In most of the cases that present errors in the state of the indexes the exposed solution will solve the problem, but once the problem is solved by this method it is highly recommended to validate a correct architecture to restructure the solution if necessary.
Sometimes the problem is generated by "unknown" reasons, so in this case it is necessary to identify the paths where the logs of the solution are stored and once the path is identified, review the log in detail to determine the problem.
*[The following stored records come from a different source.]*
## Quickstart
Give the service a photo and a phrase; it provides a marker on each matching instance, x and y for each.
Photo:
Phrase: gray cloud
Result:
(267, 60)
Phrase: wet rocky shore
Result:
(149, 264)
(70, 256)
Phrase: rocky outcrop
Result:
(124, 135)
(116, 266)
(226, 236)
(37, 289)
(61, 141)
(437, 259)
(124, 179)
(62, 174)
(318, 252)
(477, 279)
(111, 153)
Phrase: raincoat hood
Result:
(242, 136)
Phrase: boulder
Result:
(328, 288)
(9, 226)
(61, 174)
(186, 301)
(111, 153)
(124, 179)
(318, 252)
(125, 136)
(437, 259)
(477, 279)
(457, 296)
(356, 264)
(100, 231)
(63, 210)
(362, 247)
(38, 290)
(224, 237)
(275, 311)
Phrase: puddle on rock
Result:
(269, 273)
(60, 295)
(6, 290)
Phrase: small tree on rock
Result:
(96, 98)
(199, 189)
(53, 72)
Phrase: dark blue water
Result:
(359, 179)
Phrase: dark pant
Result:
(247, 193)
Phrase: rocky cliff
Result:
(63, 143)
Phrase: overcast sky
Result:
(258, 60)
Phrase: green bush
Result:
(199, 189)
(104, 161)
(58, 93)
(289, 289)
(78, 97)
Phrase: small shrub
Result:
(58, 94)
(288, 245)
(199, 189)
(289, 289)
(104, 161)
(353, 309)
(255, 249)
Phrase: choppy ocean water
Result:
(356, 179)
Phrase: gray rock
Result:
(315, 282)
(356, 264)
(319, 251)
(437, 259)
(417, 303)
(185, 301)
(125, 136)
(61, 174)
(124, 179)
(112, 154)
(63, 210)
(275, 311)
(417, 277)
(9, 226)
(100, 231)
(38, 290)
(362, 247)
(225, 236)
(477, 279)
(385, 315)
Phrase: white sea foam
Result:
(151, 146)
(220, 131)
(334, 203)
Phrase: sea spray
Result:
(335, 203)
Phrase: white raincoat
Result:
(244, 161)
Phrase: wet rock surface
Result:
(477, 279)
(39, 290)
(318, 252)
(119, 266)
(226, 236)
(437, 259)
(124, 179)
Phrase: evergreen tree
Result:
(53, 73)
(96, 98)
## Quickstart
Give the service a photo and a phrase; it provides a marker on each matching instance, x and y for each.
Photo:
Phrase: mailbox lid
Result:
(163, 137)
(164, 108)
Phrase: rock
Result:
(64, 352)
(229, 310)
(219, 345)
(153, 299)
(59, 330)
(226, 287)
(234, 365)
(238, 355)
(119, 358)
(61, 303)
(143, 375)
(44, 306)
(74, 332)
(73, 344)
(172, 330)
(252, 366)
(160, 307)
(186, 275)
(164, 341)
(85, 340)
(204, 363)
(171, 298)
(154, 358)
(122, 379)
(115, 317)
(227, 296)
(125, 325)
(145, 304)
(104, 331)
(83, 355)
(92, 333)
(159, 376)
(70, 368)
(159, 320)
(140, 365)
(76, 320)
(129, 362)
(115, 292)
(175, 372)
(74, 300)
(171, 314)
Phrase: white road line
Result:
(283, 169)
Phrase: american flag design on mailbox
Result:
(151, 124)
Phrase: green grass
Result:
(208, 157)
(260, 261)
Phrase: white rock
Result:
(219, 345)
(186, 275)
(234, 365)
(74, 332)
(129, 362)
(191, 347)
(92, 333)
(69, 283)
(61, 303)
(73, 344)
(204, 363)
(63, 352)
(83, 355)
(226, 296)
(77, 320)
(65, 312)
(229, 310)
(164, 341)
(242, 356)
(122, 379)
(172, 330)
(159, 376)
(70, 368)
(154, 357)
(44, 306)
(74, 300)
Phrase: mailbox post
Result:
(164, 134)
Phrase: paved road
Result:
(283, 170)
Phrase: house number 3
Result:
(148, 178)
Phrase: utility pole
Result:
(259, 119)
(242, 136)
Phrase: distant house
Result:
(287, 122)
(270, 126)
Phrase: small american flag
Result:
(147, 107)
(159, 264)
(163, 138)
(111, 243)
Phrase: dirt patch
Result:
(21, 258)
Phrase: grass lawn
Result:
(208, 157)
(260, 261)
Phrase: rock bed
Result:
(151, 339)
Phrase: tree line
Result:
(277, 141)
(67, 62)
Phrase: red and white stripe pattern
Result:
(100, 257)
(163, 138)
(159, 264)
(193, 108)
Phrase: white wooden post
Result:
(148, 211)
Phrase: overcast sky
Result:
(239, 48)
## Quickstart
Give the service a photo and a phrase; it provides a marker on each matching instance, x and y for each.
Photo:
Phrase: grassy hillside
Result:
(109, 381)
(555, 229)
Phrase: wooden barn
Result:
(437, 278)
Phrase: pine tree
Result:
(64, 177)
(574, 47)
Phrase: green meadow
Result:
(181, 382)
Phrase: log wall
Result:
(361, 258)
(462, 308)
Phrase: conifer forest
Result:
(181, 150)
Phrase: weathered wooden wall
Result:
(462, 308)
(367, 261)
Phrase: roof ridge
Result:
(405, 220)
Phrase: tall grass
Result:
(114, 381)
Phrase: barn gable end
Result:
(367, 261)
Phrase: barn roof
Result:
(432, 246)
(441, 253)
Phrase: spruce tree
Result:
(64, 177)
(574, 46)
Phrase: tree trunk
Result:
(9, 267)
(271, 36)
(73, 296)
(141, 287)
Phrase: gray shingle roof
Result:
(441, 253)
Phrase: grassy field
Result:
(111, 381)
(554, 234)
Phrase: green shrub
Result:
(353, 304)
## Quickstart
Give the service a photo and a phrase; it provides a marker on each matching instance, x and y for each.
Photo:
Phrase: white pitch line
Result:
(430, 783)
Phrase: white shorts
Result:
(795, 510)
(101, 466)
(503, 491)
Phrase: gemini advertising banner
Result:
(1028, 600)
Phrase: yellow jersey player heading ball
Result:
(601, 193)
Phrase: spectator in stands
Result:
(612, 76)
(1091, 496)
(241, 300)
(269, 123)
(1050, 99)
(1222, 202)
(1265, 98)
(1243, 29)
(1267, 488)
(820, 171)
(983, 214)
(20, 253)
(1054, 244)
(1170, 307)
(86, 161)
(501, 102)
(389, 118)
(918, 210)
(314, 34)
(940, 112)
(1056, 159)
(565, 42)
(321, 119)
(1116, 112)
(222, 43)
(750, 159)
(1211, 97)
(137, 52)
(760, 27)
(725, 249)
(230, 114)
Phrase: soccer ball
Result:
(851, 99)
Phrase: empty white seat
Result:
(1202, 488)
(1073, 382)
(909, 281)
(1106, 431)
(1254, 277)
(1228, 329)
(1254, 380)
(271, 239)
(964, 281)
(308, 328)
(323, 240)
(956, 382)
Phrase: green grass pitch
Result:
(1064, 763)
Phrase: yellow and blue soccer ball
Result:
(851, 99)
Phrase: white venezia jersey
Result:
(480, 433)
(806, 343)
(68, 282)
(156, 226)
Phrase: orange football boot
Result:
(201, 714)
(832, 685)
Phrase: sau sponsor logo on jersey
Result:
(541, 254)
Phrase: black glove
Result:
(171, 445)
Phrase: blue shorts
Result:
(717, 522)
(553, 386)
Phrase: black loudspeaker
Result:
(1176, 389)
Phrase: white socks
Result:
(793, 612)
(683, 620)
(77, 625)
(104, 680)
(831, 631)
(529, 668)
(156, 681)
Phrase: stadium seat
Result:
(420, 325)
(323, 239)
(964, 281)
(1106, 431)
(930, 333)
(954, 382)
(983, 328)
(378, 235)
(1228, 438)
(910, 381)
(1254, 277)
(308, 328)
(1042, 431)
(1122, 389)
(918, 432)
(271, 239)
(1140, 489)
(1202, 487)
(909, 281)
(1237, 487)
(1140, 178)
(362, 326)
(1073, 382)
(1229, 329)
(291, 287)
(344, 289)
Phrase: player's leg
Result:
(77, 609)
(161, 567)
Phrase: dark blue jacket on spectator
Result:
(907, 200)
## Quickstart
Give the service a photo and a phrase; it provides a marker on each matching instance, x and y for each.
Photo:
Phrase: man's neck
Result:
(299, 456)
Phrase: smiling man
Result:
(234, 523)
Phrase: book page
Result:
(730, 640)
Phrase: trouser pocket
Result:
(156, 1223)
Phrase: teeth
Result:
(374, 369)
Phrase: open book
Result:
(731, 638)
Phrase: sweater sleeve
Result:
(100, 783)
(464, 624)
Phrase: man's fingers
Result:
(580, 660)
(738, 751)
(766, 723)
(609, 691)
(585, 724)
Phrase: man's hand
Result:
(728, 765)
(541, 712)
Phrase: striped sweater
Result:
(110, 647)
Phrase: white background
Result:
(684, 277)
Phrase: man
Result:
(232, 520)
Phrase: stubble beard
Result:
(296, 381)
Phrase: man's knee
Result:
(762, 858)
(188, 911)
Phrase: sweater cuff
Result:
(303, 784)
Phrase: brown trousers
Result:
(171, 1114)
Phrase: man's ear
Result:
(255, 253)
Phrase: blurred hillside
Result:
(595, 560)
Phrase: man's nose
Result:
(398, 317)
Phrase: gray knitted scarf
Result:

Below are the paths of the logs to be reviewed to determine the problem involved in the solution.
/var/ossec/logs
https://documentation.wazuh.com/3.9/user-manual/reference/ossec-conf/logging.html
/var/log/flibeat
https://documentation.wazuh.com/3.9/user-manual/reference/ossec-conf/logging.html
/var/log/elasticsearch
https://www.elastic.co/guide/en/elasticsearch/reference/current/path-settings.html
Once the error is identified, it is necessary to search in the official documentation of each of the platforms or in the official blogs as in the case of Wazuh that through the Github has a forum to solve the Bugs detected in the solution..
https://github.com/wazuh/wazuh-kibana-app/issues
Although it looks like a joke in reality this process in most cases solves the existing problems in the Wazuh solution as shown in the following link (https://github.com/wazuh/wazuh-kibana-app/issues/1016), of course this process is recommended once all the solutions raised through this blog are exhausted.
Throughout this blog a series of processes that have served to solve various problems in solution environments and in the end the blog is presented as a guide to help in case of unforeseen events presented in the solution, to discard efficiently and effectively any problem already in a more robust stage of any implementation through the Wazuh solution.